Un soldat de Lucullus avait été dévalisé par l'ennemi; pour se venger, il exécuta contre lui un coup de main remarquable. Il s'était amplement dédommagé de ses pertes, et Lucullus, qui avait conçu de lui une bonne opinion, voulant l'employer à une expédition hasardeuse, s'efforçait de l'y décider, usant à cet effet de ses plus beaux moyens de persuasion, «en des termes à donner du cœur au plus timide (Horace)», celui-ci lui répondit: «Employez-y quelque misérable soldat qui ait été dévalisé»: «Tout grossier qu'il était: «Ira là, dit-il, qui aura perdu sa bourse (Horace)»; et il s'y refusa obstinément.
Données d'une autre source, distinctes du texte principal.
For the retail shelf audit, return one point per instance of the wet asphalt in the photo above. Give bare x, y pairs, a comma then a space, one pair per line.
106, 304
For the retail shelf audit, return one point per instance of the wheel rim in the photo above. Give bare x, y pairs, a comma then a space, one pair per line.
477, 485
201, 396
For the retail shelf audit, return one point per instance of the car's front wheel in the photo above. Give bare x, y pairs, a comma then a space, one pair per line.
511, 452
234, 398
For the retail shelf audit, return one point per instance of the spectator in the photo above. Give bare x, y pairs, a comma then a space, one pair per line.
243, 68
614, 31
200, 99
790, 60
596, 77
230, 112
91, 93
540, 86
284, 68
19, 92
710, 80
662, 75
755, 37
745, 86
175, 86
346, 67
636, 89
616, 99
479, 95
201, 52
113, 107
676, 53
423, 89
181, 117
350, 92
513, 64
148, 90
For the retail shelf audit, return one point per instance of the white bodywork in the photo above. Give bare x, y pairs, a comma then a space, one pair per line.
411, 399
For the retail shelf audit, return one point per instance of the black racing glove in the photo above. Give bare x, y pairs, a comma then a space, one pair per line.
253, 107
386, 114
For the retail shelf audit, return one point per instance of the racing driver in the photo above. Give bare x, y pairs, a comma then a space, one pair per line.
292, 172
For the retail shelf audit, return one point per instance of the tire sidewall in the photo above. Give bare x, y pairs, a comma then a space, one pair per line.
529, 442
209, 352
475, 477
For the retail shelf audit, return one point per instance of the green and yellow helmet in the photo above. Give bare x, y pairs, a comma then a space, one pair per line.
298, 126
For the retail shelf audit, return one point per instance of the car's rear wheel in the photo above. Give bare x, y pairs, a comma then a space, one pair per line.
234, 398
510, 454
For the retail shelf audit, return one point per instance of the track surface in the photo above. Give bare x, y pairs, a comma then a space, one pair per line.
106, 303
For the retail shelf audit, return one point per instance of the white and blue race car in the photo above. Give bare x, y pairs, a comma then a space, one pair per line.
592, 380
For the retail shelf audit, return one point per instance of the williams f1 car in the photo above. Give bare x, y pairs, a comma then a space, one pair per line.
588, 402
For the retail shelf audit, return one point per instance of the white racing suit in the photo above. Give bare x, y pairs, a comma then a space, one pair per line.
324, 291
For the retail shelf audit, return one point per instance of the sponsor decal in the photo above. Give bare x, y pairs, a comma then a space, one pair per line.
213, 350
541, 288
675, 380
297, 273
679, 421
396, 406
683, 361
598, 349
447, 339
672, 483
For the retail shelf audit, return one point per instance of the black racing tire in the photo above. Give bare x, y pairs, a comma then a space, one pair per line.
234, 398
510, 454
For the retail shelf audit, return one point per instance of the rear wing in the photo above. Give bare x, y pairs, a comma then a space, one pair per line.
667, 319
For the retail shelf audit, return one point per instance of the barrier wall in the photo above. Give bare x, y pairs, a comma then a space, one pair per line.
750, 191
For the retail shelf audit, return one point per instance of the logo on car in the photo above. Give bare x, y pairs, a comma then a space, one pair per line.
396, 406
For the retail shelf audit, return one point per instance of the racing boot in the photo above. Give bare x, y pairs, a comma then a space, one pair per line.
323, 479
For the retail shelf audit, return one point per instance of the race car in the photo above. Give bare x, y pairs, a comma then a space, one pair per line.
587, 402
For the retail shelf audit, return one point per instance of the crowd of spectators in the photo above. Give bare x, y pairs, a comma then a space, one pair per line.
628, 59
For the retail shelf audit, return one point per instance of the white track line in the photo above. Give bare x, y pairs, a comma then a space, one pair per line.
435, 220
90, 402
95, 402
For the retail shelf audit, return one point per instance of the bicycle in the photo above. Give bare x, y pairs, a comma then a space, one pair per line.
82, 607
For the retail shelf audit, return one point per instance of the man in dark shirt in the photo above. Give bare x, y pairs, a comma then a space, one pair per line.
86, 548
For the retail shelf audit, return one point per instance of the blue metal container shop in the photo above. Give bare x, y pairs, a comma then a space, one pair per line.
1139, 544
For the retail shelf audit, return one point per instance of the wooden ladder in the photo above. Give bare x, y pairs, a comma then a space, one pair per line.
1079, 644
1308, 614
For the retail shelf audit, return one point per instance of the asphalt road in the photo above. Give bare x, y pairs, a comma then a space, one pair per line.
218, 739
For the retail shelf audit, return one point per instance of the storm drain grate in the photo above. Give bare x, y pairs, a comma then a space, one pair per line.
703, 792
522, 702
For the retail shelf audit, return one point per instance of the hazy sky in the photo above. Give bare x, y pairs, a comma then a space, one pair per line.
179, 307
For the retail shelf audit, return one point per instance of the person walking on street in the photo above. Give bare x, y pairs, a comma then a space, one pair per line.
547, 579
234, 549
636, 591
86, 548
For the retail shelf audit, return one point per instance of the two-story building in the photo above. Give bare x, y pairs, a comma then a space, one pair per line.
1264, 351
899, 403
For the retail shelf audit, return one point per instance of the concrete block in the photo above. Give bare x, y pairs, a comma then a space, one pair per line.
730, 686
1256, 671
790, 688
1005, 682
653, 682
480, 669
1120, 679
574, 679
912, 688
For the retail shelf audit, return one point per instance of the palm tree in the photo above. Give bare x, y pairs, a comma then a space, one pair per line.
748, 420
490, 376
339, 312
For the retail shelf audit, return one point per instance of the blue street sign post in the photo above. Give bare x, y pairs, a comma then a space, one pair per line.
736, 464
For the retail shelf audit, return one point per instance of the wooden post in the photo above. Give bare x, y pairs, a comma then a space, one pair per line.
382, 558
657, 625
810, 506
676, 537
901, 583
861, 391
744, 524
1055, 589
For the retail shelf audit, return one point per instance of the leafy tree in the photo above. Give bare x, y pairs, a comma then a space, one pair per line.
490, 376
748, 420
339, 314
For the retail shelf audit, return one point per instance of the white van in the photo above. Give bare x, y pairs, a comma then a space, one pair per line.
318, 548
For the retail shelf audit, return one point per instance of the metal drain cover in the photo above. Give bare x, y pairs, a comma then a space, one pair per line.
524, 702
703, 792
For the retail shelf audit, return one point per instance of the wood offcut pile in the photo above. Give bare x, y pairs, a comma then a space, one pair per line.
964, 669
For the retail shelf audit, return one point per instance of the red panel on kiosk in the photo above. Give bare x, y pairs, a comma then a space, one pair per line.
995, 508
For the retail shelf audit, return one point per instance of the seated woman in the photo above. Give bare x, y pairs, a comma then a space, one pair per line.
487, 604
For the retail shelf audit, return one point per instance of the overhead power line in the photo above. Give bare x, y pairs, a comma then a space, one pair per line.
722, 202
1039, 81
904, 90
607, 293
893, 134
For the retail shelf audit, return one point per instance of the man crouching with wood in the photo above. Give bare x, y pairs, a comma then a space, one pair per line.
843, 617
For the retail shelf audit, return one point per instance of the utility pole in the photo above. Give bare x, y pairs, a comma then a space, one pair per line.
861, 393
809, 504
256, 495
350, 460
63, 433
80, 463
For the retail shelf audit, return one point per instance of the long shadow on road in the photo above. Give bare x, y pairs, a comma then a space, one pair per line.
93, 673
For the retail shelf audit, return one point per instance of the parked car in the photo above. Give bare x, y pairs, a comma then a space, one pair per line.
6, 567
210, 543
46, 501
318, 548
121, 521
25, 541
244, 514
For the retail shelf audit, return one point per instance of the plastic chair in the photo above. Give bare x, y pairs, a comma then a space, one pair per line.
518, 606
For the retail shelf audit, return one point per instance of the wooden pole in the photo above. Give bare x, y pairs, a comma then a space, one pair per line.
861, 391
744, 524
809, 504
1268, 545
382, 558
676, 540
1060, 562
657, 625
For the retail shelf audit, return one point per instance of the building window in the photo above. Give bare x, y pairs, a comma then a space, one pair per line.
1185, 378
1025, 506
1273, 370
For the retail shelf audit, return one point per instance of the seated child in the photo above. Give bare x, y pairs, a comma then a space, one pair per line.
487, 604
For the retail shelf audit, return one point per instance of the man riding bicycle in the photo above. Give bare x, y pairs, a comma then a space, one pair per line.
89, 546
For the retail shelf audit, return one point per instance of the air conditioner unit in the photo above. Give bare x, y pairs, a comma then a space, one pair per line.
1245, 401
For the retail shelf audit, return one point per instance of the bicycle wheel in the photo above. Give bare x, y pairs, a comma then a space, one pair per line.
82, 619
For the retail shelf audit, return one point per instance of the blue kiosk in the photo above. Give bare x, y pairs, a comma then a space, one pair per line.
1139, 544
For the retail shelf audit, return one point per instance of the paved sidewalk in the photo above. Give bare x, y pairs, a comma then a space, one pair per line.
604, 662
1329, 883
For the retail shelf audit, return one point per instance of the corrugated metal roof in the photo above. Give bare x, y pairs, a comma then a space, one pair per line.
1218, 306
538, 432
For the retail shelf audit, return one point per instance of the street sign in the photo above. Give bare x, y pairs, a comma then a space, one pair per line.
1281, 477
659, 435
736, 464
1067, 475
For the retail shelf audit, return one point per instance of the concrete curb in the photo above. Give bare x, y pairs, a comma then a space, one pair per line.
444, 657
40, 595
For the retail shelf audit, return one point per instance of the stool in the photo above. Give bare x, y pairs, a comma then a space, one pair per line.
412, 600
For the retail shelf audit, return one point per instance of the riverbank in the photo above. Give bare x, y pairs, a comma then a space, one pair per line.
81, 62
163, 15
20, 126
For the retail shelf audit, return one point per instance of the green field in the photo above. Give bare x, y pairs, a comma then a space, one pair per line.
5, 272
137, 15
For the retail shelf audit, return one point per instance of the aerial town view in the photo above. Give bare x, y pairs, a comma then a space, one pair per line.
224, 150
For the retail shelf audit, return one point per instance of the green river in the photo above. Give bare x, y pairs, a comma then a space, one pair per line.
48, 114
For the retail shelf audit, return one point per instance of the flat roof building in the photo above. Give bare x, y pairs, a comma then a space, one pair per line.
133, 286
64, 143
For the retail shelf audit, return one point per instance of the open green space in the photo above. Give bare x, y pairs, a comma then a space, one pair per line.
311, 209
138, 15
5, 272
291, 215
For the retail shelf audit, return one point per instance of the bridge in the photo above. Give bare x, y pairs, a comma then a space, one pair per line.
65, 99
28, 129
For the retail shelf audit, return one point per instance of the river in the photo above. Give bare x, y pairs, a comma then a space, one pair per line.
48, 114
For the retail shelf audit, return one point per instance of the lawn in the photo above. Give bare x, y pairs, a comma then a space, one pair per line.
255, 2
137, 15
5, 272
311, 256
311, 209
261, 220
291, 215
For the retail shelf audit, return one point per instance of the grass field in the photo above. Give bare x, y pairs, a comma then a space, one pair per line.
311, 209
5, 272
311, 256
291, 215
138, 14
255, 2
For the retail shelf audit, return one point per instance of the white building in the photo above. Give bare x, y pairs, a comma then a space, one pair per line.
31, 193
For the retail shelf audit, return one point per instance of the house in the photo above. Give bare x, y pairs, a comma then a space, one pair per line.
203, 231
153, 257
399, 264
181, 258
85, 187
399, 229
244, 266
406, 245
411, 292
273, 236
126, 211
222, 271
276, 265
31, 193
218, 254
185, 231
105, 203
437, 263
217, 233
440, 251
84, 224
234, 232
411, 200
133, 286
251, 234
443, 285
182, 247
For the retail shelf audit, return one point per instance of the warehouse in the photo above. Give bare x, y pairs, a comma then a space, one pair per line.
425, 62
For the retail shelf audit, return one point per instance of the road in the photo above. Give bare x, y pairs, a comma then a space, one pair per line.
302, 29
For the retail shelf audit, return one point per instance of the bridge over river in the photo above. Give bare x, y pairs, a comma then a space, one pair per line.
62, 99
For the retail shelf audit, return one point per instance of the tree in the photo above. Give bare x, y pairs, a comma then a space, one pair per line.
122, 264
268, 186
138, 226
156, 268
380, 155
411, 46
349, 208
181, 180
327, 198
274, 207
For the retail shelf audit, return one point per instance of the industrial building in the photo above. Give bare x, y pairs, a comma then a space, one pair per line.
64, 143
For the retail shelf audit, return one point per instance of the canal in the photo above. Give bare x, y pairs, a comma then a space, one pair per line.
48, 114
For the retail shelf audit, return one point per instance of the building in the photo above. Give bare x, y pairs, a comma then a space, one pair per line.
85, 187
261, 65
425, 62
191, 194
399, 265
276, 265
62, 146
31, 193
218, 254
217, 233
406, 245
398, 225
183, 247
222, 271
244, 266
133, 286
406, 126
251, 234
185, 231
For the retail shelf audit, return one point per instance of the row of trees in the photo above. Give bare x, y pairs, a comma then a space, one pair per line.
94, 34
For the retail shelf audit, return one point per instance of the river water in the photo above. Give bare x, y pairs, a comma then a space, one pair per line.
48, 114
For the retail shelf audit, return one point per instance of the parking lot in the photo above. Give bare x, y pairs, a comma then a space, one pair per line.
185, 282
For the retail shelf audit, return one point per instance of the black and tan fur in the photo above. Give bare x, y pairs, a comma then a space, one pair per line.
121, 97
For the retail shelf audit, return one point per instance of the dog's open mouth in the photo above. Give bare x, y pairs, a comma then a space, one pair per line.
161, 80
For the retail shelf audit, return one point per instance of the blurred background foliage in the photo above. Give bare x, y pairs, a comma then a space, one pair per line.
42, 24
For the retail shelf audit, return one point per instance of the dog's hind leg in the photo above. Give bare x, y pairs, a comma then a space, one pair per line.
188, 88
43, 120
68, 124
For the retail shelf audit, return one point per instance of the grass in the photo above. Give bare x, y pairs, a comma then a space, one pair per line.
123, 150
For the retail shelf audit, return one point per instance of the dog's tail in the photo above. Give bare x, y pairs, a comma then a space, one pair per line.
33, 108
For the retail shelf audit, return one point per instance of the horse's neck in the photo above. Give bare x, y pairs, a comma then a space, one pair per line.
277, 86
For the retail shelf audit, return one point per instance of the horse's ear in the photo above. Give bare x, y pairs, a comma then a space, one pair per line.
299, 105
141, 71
Essentiellement variable, l'homme est tantôt humble, tantôt orgueilleux, etc.—Mahomet II avait outrageusement rudoyé Chassan, chef de ses Janissaires, dont la troupe avait été refoulée par les Hongrois et qui s'était lui-même lâchement comporté au combat. Pour toute réponse, Chassan, seul, sans rallier personne autour de lui, se précipite comme un furieux, le sabre à la main, sur la première troupe ennemie qui se présente, où il disparaît en un clin d'œil comme englouti. En cela il n'a pas tant été mû par le désir de se réhabiliter, que par un revirement de sentiments; ce n'est pas tant l'effet d'un courage naturel, que du dépit qu'il venait d'éprouver.—Celui que vous avez vu hier si téméraire, ne vous étonnez pas de le voir demain tout aussi poltron. La colère, la nécessité, la compagnie ou bien le vin, voire même un son de trompette lui avaient mis le cœur au ventre; ce n'était pas le raisonnement qui lui avait donné du courage, mais les circonstances; ne nous étonnons donc pas s'il est devenu autre, quand les circonstances se sont elles-mêmes modifiées du tout au tout. Cette variation et cette contradiction qui se voient en nous si souples à passer d'un état à un autre, ont donné à penser à certains que nous avons en nous deux âmes, d'autres disent deux forces, qui ont action simultanément sur nous chacune dans son sens, l'une vers le bien, l'autre vers le mal; une âme, une force uniques ne pouvant se concilier avec une aussi brusque diversité de sentiments.